Parallel floating-point reductions can produce different results due to non-associativity. Use `reduce_deterministic` when reproducibility is required.

In [None]:
# Demonstrate potential floating-point variance
arr = hpx.array([1e20, 1.0, -1e20, 2.0, 1e20, 3.0, -1e20])

print("Array with large magnitude differences:")
print(arr.to_numpy())
print()

# Parallel reduction (may vary)
par_result = hpx.reduce(arr, "add", policy="par")
print(f"Parallel sum: {par_result}")

# Deterministic reduction (always same result)
det_result = hpx.reduce_deterministic(arr, "add")
print(f"Deterministic sum: {det_result}")

# Compare to NumPy
np_result = np.sum(arr.to_numpy())
print(f"NumPy sum: {np_result}")

## 9. Performance Example

Let's benchmark some algorithms on larger data.

In [None]:
import time

n = 1_000_000
arr = hpx.random.uniform(0, 1000, size=n)

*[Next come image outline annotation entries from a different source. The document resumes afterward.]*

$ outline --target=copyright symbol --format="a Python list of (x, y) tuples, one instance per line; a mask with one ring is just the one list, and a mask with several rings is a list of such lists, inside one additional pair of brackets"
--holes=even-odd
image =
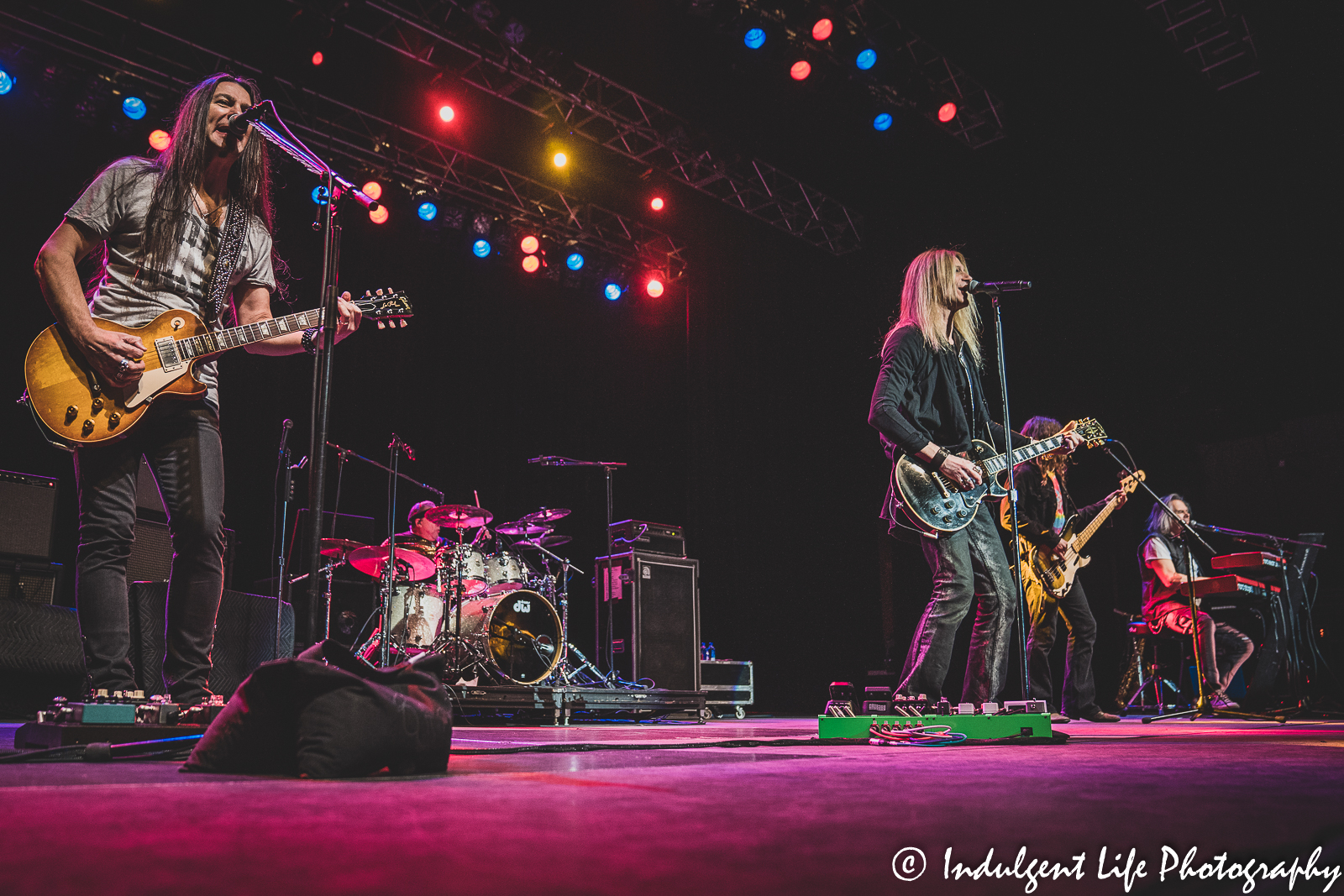
[(906, 846), (891, 857), (891, 873), (896, 880), (915, 880), (925, 869), (925, 854), (918, 846)]

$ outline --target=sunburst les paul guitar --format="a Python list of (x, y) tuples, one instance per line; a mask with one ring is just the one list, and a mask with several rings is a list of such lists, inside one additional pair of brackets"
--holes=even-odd
[[(1120, 488), (1125, 494), (1133, 494), (1144, 478), (1142, 470), (1134, 470), (1132, 476), (1126, 476), (1120, 481)], [(1077, 532), (1074, 527), (1078, 524), (1078, 514), (1075, 513), (1068, 517), (1063, 531), (1059, 533), (1060, 544), (1068, 545), (1063, 556), (1051, 549), (1038, 548), (1027, 539), (1019, 536), (1017, 544), (1021, 547), (1023, 587), (1027, 591), (1028, 602), (1034, 596), (1039, 599), (1043, 594), (1048, 594), (1056, 599), (1068, 594), (1068, 588), (1074, 587), (1074, 576), (1078, 575), (1079, 570), (1091, 563), (1091, 557), (1082, 553), (1083, 545), (1097, 533), (1097, 529), (1101, 528), (1101, 524), (1106, 521), (1106, 517), (1117, 506), (1120, 506), (1120, 496), (1106, 501), (1106, 506), (1093, 517), (1093, 521)], [(1004, 519), (1008, 519), (1007, 513)]]
[(896, 462), (895, 480), (900, 490), (900, 504), (906, 516), (919, 528), (933, 532), (956, 532), (970, 525), (976, 516), (980, 501), (988, 494), (1001, 498), (1008, 494), (1008, 488), (1003, 480), (1008, 467), (1034, 457), (1058, 450), (1064, 443), (1064, 437), (1077, 430), (1087, 447), (1097, 447), (1106, 441), (1106, 431), (1094, 419), (1074, 420), (1064, 426), (1058, 434), (1048, 439), (1024, 445), (1008, 453), (995, 454), (995, 447), (988, 442), (974, 441), (966, 455), (980, 467), (984, 480), (980, 485), (962, 489), (938, 470), (930, 469), (922, 461), (913, 461), (910, 455), (903, 455)]
[[(364, 294), (355, 300), (364, 320), (406, 326), (411, 304), (405, 293)], [(51, 433), (69, 445), (91, 445), (121, 438), (140, 422), (159, 398), (196, 399), (206, 387), (196, 379), (198, 361), (231, 348), (276, 339), (285, 333), (321, 326), (321, 309), (286, 314), (273, 320), (211, 330), (185, 310), (167, 310), (144, 326), (122, 326), (94, 318), (99, 329), (138, 336), (145, 345), (140, 360), (145, 371), (128, 386), (116, 386), (98, 373), (55, 324), (28, 347), (23, 375), (34, 414)]]

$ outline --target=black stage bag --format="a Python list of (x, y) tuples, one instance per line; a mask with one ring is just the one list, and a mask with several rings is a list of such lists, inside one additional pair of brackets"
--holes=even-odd
[[(320, 660), (325, 657), (332, 665)], [(267, 662), (234, 692), (183, 771), (358, 778), (448, 771), (445, 658), (370, 669), (325, 641)]]

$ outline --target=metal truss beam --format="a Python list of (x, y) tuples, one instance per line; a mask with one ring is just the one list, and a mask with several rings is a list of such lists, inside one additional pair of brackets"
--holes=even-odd
[(366, 0), (345, 8), (341, 23), (832, 254), (862, 244), (857, 216), (840, 201), (759, 159), (708, 149), (688, 121), (591, 69), (528, 56), (507, 39), (477, 39), (491, 32), (461, 0)]
[[(69, 15), (70, 11), (78, 15)], [(65, 15), (63, 15), (65, 12)], [(151, 87), (159, 99), (180, 94), (211, 71), (257, 78), (286, 124), (337, 167), (374, 171), (413, 192), (456, 197), (555, 239), (679, 277), (683, 247), (637, 220), (508, 171), (355, 106), (267, 78), (253, 64), (191, 43), (83, 0), (0, 11), (0, 34), (65, 62)], [(114, 47), (116, 51), (109, 50)]]

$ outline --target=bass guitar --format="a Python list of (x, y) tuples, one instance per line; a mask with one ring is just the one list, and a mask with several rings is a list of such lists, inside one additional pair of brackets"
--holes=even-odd
[[(1133, 476), (1126, 476), (1120, 481), (1120, 488), (1125, 494), (1133, 494), (1144, 478), (1144, 472), (1136, 470)], [(1078, 523), (1078, 514), (1075, 513), (1068, 517), (1063, 531), (1059, 533), (1059, 543), (1068, 545), (1063, 556), (1059, 556), (1054, 551), (1038, 548), (1027, 539), (1019, 536), (1017, 544), (1021, 547), (1023, 584), (1027, 591), (1031, 592), (1034, 590), (1032, 580), (1035, 579), (1035, 586), (1052, 598), (1062, 598), (1068, 594), (1068, 588), (1074, 587), (1074, 576), (1078, 575), (1079, 570), (1091, 563), (1091, 557), (1082, 555), (1083, 545), (1097, 533), (1097, 529), (1101, 528), (1101, 524), (1106, 521), (1106, 517), (1117, 506), (1120, 506), (1120, 496), (1106, 501), (1106, 506), (1101, 509), (1093, 521), (1077, 533), (1074, 527)], [(1007, 512), (1004, 513), (1004, 519), (1008, 521), (1008, 525), (1012, 525), (1012, 520), (1008, 519)]]
[[(368, 294), (355, 300), (364, 320), (379, 329), (398, 322), (406, 326), (411, 304), (405, 293)], [(28, 404), (52, 435), (67, 445), (93, 445), (126, 435), (157, 398), (198, 399), (206, 387), (196, 379), (198, 361), (215, 357), (285, 333), (321, 326), (323, 312), (314, 308), (297, 314), (212, 330), (185, 310), (167, 310), (144, 326), (122, 326), (93, 318), (99, 329), (138, 336), (145, 345), (140, 360), (144, 373), (133, 383), (116, 386), (103, 379), (56, 324), (38, 334), (28, 347), (23, 376)]]
[(1001, 482), (1008, 467), (1034, 457), (1058, 450), (1064, 443), (1067, 433), (1077, 430), (1087, 447), (1097, 447), (1106, 441), (1106, 433), (1094, 419), (1075, 420), (1064, 426), (1048, 439), (1032, 442), (1016, 449), (1009, 455), (995, 454), (995, 446), (976, 439), (966, 451), (968, 459), (980, 467), (981, 482), (962, 489), (949, 481), (942, 473), (929, 467), (923, 461), (909, 454), (896, 462), (895, 480), (900, 492), (900, 506), (918, 528), (926, 532), (956, 532), (970, 525), (980, 508), (980, 501), (988, 494), (1001, 498), (1008, 494)]

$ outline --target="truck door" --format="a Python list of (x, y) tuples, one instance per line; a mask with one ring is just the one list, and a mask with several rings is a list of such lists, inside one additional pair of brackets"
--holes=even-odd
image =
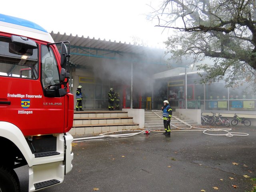
[(24, 135), (63, 133), (65, 97), (44, 95), (46, 87), (60, 81), (52, 49), (38, 42), (37, 48), (24, 51), (12, 44), (0, 33), (0, 121), (13, 123)]

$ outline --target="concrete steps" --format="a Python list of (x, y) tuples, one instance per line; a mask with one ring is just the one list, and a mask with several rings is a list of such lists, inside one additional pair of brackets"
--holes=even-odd
[[(158, 115), (162, 117), (162, 111), (154, 112), (157, 115), (151, 111), (145, 111), (145, 128), (150, 129), (164, 129), (163, 120), (158, 116)], [(174, 117), (175, 117), (192, 126), (197, 125), (197, 122), (194, 121), (190, 118), (186, 117), (185, 115), (180, 114), (178, 112), (173, 112), (172, 116), (173, 117), (171, 120), (171, 124), (178, 127), (184, 128), (189, 127), (190, 126), (176, 119)], [(172, 126), (171, 125), (171, 129), (176, 129), (176, 128)]]
[(132, 117), (122, 111), (75, 111), (73, 126), (69, 133), (72, 135), (99, 134), (139, 128)]

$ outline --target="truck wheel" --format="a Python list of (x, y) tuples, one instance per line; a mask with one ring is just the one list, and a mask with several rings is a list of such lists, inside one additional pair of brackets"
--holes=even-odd
[(20, 181), (13, 170), (0, 165), (0, 192), (20, 192)]

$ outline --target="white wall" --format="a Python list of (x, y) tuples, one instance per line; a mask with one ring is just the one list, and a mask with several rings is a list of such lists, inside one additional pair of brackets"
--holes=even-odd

print(f"Array size: {n:,} elements")
print()

def benchmark(name, func):
    start = time.time()
    result = func()
    elapsed = (time.time() - start) * 1000
    print(f"{name:25s}: {elapsed:7.2f} ms")
    return result

# Benchmark various algorithms
benchmark("sum (parallel)", lambda: hpx.sum(arr, policy="par"))
benchmark("transform_reduce (sum sq)", lambda: hpx.transform_reduce(arr, "square", "add"))
benchmark("inclusive_scan (cumsum)", lambda: hpx.inclusive_scan(arr, "add"))
benchmark("median (O(n) selection)", lambda: hpx.median(arr))
benchmark("unique", lambda: hpx.unique(arr))
benchmark("sort (parallel)", lambda: hpx.sort(arr, policy="par"))

In [None]:
# Clean up
hpx.finalize()
print("Runtime finalized")

## Summary

In this tutorial, you learned about HPXPy's advanced algorithms:

1. **Scan Algorithms**: `inclusive_scan`, `exclusive_scan` - running accumulations with custom operations
2. **Transform-Reduce**: `transform_reduce` - fused transform + reduce for efficiency
3. **Grouped Reductions**: `reduce_by_key` - aggregate values by group
4. **Set Operations**: `union1d`, `intersect1d`, `setdiff1d`, `setxor1d`, `includes`
5. **Selection Algorithms**: `nth_element`, `median`, `percentile` - O(n) order statistics
6. **Search Algorithms**: `searchsorted`, `isin`, `nonzero`
7. **Array Manipulation**: `flip`, `roll`, `array_equal`, `merge_sorted`, `stable_sort`, `partition`
8. **Deterministic Reductions**: `reduce`, `reduce_deterministic` - control over reproducibility

### Key Takeaways

- Use **execution policies** (`policy="seq"` or `policy="par"`) to control parallelism
- **Transform-reduce** is more efficient than separate transform + reduce
- **Selection algorithms** (nth_element, median) are O(n), faster than sorting for single values
- **Set operations** work on sorted arrays and are parallelized
- Use **reduce_deterministic** when you need reproducible floating-point results

These algorithms directly expose HPX's parallel capabilities, giving you fine-grained control over execution while maintaining NumPy-like ergonomics.